Gemma hung up, thought briefly, wildly, about calling Will on his cell phone, then forced herself to go sit in her office. Macie was right. She was marking time and it was time to move on. Get out of the diner business and find what she wanted to do, what she was good at.
She just didn’t want it to be psychic readings.
She wanted Will. Wanted him right now. In her bed. Wrapped around her like a vine. Wanted to make love for hours.
She made a sound of disgust and shook her head at herself.
Think about something else, she told herself, forcing thoughts of Will aside.
Immediately the name Spencer Bereth ran across the screen of her mind in big, black letters.
Someone had run him off the road. Someone had shot him. Someone had killed him.

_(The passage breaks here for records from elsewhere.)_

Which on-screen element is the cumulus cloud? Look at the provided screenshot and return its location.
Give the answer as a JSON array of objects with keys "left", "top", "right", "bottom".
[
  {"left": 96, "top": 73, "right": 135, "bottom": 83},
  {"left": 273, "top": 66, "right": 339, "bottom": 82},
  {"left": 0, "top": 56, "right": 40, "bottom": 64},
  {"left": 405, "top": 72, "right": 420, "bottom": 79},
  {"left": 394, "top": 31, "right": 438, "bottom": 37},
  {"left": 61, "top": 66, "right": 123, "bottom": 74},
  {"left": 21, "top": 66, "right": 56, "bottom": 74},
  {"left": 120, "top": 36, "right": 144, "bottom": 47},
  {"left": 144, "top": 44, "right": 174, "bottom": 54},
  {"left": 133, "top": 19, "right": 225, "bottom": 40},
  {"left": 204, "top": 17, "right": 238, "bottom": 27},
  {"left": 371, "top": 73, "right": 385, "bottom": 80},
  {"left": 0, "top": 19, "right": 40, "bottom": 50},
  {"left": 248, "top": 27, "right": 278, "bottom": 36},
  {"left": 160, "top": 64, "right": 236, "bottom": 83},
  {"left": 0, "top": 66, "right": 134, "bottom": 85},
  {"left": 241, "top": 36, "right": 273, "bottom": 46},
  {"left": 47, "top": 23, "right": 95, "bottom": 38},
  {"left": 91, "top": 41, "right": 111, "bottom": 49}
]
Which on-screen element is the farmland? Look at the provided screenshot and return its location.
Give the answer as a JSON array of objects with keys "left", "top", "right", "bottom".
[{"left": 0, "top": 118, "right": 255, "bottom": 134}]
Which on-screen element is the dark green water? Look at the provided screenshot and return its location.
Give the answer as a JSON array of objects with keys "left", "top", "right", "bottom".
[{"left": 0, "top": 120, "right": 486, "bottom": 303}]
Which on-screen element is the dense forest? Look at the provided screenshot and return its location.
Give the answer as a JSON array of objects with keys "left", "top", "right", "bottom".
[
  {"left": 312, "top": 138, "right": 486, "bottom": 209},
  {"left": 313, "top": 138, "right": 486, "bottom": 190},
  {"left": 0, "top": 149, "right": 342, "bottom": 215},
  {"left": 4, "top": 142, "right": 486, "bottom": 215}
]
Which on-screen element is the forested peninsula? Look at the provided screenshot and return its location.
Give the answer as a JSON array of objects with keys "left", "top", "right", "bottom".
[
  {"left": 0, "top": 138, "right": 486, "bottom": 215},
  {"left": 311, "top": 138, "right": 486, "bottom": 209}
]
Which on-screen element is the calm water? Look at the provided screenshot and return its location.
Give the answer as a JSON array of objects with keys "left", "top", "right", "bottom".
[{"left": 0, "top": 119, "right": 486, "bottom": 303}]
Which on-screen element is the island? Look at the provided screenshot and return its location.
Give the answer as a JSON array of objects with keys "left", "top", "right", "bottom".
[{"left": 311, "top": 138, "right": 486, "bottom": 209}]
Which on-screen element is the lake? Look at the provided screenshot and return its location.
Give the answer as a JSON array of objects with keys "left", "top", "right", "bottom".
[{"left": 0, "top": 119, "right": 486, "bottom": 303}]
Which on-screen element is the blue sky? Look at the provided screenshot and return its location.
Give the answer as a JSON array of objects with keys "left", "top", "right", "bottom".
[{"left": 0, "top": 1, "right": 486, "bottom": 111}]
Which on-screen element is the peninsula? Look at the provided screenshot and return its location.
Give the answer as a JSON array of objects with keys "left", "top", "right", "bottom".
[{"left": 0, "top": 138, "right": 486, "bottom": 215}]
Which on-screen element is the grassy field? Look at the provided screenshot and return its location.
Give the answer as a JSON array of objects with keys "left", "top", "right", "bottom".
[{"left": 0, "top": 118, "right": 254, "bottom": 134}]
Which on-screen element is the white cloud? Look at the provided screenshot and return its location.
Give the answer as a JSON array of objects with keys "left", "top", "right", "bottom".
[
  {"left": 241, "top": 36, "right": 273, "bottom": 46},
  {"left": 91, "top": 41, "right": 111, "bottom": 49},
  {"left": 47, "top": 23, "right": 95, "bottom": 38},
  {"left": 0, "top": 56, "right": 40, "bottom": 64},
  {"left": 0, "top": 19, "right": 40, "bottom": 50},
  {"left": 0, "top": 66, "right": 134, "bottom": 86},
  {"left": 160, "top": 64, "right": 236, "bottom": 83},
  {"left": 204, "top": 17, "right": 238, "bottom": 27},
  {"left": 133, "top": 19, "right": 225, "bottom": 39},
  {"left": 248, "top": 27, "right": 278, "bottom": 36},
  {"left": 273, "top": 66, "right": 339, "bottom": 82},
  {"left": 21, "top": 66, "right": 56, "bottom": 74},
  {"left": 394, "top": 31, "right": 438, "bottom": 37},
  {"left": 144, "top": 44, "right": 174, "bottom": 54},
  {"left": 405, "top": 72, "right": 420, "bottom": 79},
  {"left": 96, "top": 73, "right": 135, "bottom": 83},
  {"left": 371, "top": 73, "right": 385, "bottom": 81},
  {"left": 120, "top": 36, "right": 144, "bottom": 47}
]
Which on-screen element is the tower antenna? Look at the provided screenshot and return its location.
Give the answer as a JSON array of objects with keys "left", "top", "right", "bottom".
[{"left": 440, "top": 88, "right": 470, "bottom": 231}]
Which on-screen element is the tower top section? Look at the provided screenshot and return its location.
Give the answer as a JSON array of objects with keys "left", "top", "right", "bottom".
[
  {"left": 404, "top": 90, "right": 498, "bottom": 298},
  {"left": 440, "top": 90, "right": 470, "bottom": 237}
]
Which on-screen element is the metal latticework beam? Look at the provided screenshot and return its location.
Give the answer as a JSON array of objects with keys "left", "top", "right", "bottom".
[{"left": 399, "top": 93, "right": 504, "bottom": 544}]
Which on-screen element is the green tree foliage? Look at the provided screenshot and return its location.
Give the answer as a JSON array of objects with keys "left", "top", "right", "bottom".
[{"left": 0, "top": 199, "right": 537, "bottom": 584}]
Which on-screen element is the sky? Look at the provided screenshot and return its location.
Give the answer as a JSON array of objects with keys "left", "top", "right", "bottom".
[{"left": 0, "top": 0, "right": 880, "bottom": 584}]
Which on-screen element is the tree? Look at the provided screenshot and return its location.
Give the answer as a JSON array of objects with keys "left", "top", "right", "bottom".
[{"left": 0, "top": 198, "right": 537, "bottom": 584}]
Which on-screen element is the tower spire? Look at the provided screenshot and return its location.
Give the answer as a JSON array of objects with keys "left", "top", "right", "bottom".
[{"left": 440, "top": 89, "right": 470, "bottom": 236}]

Charlotte’s voice: It’s Robbie Bereth’s dad! He came by the diner to tell me off about stealing the bike. But he’s the guy, Gemma. The one you chased out of the diner that day!
“But I didn’t kill him,” she said aloud.
Will said it was two days ago, right?
“I was home. Or at Tremaine Rainfield’s office.”
But yesterday you were really tired. Like you’d been awake all night when you were sure you’d slept like the dead.
And a few days ago you woke up naked on the couch with no memory of taking your clothes off.
“But I didn’t kill him,” she said again, in a voice that sounded less convinced.
Will looked down at his desk, then over at Barb’s empty seat. He was wondering where she was when she came down the hall with Sheriff Nunce. “I’ve decided to retire,” the sheriff said as he entered the room. “For real. You should run for the
job,” he told Will.
Will smiled faintly. His mind had been on the way Gemma’s hips moved when she walked, the way her hair swung around her chin, and her lips curved, and her breasts felt, warm and firm and luscious. What would the sheriff think if he knew his number-one choice for his position was sleeping with a suspect in a homicide?
“What’s with you?” Barb asked as she rolled back her chair and perched on it.
Nunce was talking amiably with Jimbo, whom he’d met in the hall. Will watched them walk off together.
“Have you got that partial plate number?”
“Yeah. But I’m not giving it to you.”
“Okay. Why?”
“Because you’ve been sleeping with the enemy.”
Will had been in the process of looking over the notes on his desk. Now he deliberately didn’t react. She couldn’t know. It was just a figure of speech. Still, his heart rate jumped. “I’m assuming you mean Gemma LaPorte.”
“I don’t know what the fascination is for her but you’ve got it bad.”
He picked up his cell phone and placed a call. Barb gave him the Who? frown and he said, “My mother. I want to know how she rode out the storm.” Then, “Hi, Mom, it’s Will.” And he turned a shoulder to Barb, more to collect himself than worry that his conversation was overheard. His mother gave him an earful about what she thought of the noise of the storm and Will let her ramble. Barb kept her eyes on him for a while, then finally dug into her own work.
When Will said good-bye and hung up, Barb reached over and handed him a paper. He glanced at it. It was the partial license plate. “I’ve got about four possibles for a white or tan truck.”
Will’s heart beat hard. He gazed down at the numbers. They weren’t even close to Gemma’s father’s truck’s license. It hadn’t been her vehicle.